The End Must be Near For Sears

Once upon a time Sears billed itself as “Where America shops.”

It turns out, though, that Sears was only “Where America shopped when there was nowhere else to shop.” Now that there are plenty of other places to shop, Sears can’t compete. Why not? Because it’s hard to compete when your stores are shithouses, your prices are high, your service is bad, and your selection is lousy.

Sears has been in a downward spiral for years: closing stores, closing cash registers within stores (who needs registers when people aren’t buying?), discontinuing its big catalogue (after you could look up prices of comparable products on the internet, all the catalogue did was show customers, in black and white, what a rip-off Sears was), and becoming partners with the only retail chain in the country that may – may – be as pathetic: Kmart.

Sears's success over the years was proof that P.T. Barnum was right:  there's a sucker born every minute.

Sears’s success over the years was proof that P.T. Barnum was right: there’s a sucker born every minute.

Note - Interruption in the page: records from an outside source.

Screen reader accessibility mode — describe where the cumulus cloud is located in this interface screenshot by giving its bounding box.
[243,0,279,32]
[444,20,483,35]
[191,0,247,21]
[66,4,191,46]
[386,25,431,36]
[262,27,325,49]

There are often tell-tale signs of retailers trying desperately to hang on. Certainly closing stores and laying off staff are such signs, which Sears has been doing for years. With a lot of retailers the tell-tale sign is when they go into the appliance business – and yes, we’re looking at you, J.C. Penney, from your spot on the endangered retailers list alongside Sears and Kmart – but that doesn’t apply to Sears because Sears has always been in the notoriously low-margin appliance business. Before there was competition it wasn’t so low margin because Sears’s appliance prices were so ridiculously high.

Another sign is selling off assets, and Sears has been doing that for a while now, closing stores as it realizes that the real estate it owns and the leases it has are more valuable than anything it can do inside those buildings.

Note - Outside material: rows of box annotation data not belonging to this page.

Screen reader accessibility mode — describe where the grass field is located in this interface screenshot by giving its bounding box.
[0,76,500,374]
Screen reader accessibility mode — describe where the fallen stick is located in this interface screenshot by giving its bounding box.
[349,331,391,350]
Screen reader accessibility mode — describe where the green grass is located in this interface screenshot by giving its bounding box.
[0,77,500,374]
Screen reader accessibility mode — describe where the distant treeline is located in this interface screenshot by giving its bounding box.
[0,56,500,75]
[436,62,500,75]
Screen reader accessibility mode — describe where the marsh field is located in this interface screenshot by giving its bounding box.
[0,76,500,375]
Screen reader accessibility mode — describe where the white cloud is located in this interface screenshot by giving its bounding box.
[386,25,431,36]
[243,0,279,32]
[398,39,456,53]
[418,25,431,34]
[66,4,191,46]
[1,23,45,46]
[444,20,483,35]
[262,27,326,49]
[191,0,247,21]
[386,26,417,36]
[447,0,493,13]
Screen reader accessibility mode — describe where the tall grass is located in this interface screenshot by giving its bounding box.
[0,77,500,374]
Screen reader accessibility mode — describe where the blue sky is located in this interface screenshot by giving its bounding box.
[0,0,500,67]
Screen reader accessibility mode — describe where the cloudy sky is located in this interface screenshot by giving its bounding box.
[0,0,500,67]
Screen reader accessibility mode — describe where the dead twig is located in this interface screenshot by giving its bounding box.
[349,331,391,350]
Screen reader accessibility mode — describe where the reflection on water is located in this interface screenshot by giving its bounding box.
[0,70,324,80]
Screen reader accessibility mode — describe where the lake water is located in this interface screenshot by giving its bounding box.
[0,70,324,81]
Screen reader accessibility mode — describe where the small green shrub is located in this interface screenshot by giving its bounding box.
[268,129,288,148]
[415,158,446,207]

And last week came another pretty big sign: Sears announced that it’s selling its signature “Craftsman” line of tools to Black & Decker for less than a billion dollars.

Sears hasn’t had much going for it for decades now, but Craftsman was one of those things. After easy access to information made possible by the internet revealed to customers that Kenmore appliances were nothing more than appliances made by other appliance companies and then marked up grotesquely to give Sears the extra profit to which it always felt entitled, Craftsman was all that was really left that separated Sears from everyone else. Oh, it tried other things – The Curmudgeon recalls once needing a washing machine repair, and not knowing whom to call, he tried to schedule an appointment with Sears, a name he knew, but Sears said it would get someone to his house in two to three weeks (the guy The Curmudgeon eventually found came the next day and apologized for taking so long) – but none of it stuck. But people know Craftsman: Craftsman tools were good and guaranteed forever, and if you inherited a simple Phillips head screwdriver from your grandfather and it wore out after years and years of use – yes, for the uninitiated, Phillips head screwdrivers can wear out –­ you knew you could take it to any Sears store and get a free replacement, no questions asked.

And now Sears is selling Craftsman, perhaps the last aspect of its legacy that meant anything to customers.

You have to think they’re getting ready to close their doors forever sometime in the not-too-distant future.